(The Return of) Ignatz, by Sam Heldman

Saturday, August 31, 2002

Unfortunately almost all of my kid's naptime, which usually is prime blog-reading and -writing time on weekends, has been taken up by installation of the new Jaguar OS on my iMac. Oh well -- it seems to be worth it. In any event, this leaves me only enough time to blog one thing, which I recognize may strike some people as quite bourgeois but it matters to me. (And after all, I do live in what Leadbelly called the "bourgeois town"). The topic is salmon.

For some time, I had been assuming (and you know what they say about what happens when you assume) that farm-raised salmon was a socially responsible thing to eat, because it let all the rugged wild salmon do their rugged wild salmon thing without interference from me.
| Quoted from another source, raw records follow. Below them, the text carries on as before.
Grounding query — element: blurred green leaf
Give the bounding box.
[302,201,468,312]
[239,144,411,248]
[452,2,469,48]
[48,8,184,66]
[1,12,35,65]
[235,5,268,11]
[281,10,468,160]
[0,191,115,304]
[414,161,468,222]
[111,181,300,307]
But then I read the article in the new Gourmet (the text isn't online, but here's the table of contents, for those who don't believe it's not real unless you see it on the web), which says that farm-raised salmon has a number of seriously bad side-effects -- pollution of nearby waters, overfishing of the oceans in order to feed the farm salmon, hyper-antibiotic-use, and so on -- as compared with a pretty well-regulated and sustainable wild salmon business in Alaska.

So now, unless somebody who's not a fish-industry stooge tells me that Gourmet is wrong, it's wild salmon (and farm-raised catfish and tilapia) for me.